From the moment I realized that I was adopted and that the parents I grew up with were not my birth parents, I have always wondered who my biological parents were. However, there had never been a possibility to find them and after many years, I kind of stopped thinking about finding them. I just kept hoping that they were healthy and that there would come an option soon.

That possibility came along a few months ago. One of my mother’s colleagues told me that I should take a DNA test. Her adopted daughter took such a test too, but didn’t find a match, but she said that it is fun to do anyway. So, I followed her advice and did the test. The ancestry report showed that I am 99% Chinese (not really a shocker though). Then I looked at the family tree and I saw that there was a woman that matched my DNA for 50%. When I looked closer, it said that that person should be my biological mother and I was like: “No, that is impossible”. But then I was thinking about it, and a 50% match could only mean a relationship with with one of your parents. So, after a few days of thinking I sent her a message. After a couple of days, I still hadn’t received an answer, so my hopes faded a little again. 

But I was a bit too impatient, because after a week or so, I received a message from Brian, a man who cofounded an organization that helps Chinese adoptees find their biological parents and vice versa. After a few times mailing back and forth, I discovered that my biological parents have been in touch with Lan, Brian’s wife and cofounder of the organization, since 2016. After a few days chatting with her, she asked me if I would like to be in a group chat with my biological family. I was immediately like: “Yes, of course I want that, I can’t wait to chat with them.” So, she put me in the group chat with my biological father and older sister. My sister sent a few pictures of their family in China and I sent a few pictures of mine in the Netherlands. It was really weird looking at the pictures, because it was like I was looking in a mirror. My sister and I have been chatting for a few hours to try and get to know each other. Unfortunately, we had to stop due to the time difference between China and Europe. While chatting, I discovered that I have an older and a younger sister, a younger brother, a mother, a father and a grandmother in China. After a few days, I received a message from my birth father too. He probably needed to figure out how to chat with me, since I chat in English and they text in Chinese. The first thing he said was that he was really sorry for giving me away and that I must hate him, which really touched me. I had no idea that he would feel so much guilt. Therefore, I told him that I don’t hate him, because he must have had a good explanation why he gave me away. Moreover, I am just happy to know that my family in China is still alive, healthy and happy. After some time talking, I discovered the reason why I was the only one that was adopted. Just after I was born, I became ill and my parents didn’t have enough money to bring me to a doctor. The only option for them was to send me away to a welfare institute close to their hometown and hoping that I would be adopted by a loving family that could give me the help I needed.

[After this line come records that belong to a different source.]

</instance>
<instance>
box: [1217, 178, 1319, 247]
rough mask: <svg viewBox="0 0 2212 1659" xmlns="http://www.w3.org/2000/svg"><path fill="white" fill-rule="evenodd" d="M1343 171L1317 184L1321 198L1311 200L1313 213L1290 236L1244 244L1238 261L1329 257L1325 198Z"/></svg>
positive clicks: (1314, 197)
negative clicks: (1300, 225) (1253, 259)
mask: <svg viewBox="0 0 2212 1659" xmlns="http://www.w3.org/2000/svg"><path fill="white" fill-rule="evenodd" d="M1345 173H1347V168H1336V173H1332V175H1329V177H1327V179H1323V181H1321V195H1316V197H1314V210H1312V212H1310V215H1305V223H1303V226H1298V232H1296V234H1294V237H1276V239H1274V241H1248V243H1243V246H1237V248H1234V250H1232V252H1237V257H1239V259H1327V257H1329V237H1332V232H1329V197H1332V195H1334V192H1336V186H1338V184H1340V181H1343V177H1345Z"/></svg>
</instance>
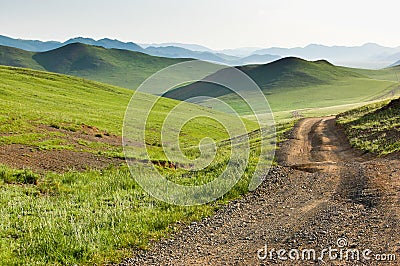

Talking to my biological family in China has always felt to be impossible, but I was wrong, it is possible. For me, it is the best thing that has happened in my life so far. I had the rare luck to find a match immediately and to be able to get in touch with my birth family. Not everyone is as lucky as me and there are still people trying to find their biological family. By writing about my experiences, I hope to inspire other people to do a DNA test and bring families back together. Of course, giving away your DNA could bring some risks, but just knowing that there are people out there that really care about you and love you let me take that risk.